Endogenous regenerative microenvironments in the bronchiolar epithelium of the mouse. In situ hybridization for CCSP mRNA (white autoradiographic grains) was used to identify regions of regenerating epithelium following naphthalene-mediated progenitor cell depletion. Regenerative zones of neuroepithelial bodies were identified located at branch points in the airways (red ovals) and at the bronchoalveolar duct junction (green ovals). Figure courtesy of Susan Reynolds and Barry Stripp, University of Pittsburgh and reprinted with permission from Weiss et al Proc Am Thoracic Soc 2006;3:193 [7].

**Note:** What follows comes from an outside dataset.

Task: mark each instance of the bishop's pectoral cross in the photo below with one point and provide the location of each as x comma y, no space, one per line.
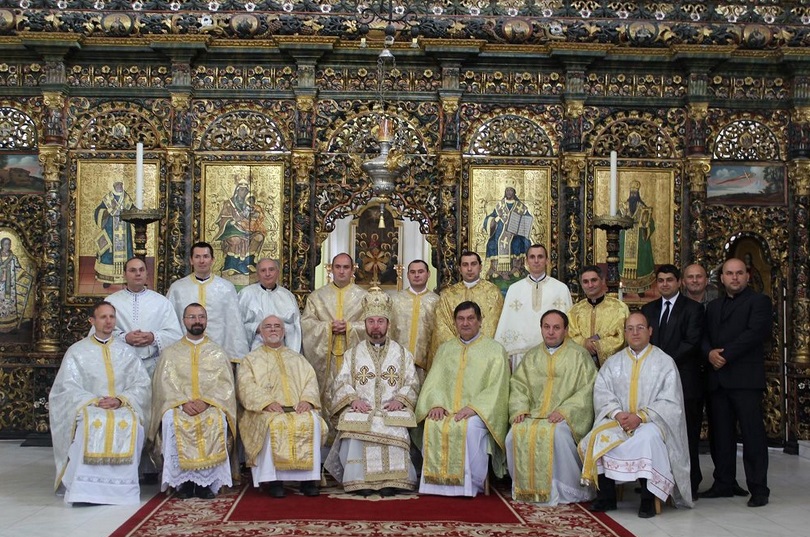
364,375
391,376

Evidence for the components of an airway and alveolar epithelial stem cell hierarchy derive from animal models in which selective ablation of epithelial cells is achieved through exposure to toxic chemicals or through cell type-specific expression of toxin genes in transgenic mice. Endogenous lung stem cells may also participate in development of lung carcinoma although the connection between tissue stem cells and cancer stem cells has not been established [62]. Future studies are needed to define the intrinsic and extrinsic mechanisms regulating activity of endogenous lung stem cells and further characterization of the niches in which they reside. Endogenous stem cells may also be attractive candidates for targeting with gene transfer vectors that provide sustained expression.
Summary
The use of embryonic and adult stem cells for lung repair and regeneration after injury holds promise as a potential therapeutic approach for CF and other lung diseases. However, current studies are still in their infancy and there is much to be understood prior to realistically contemplating clinical strategies with these cells. Comparably, further understanding of endogenous cell populations in the lung will yield insights into lung development and into lung repair after injury and may also provide novel therapeutic strategies for a variety of lung diseases.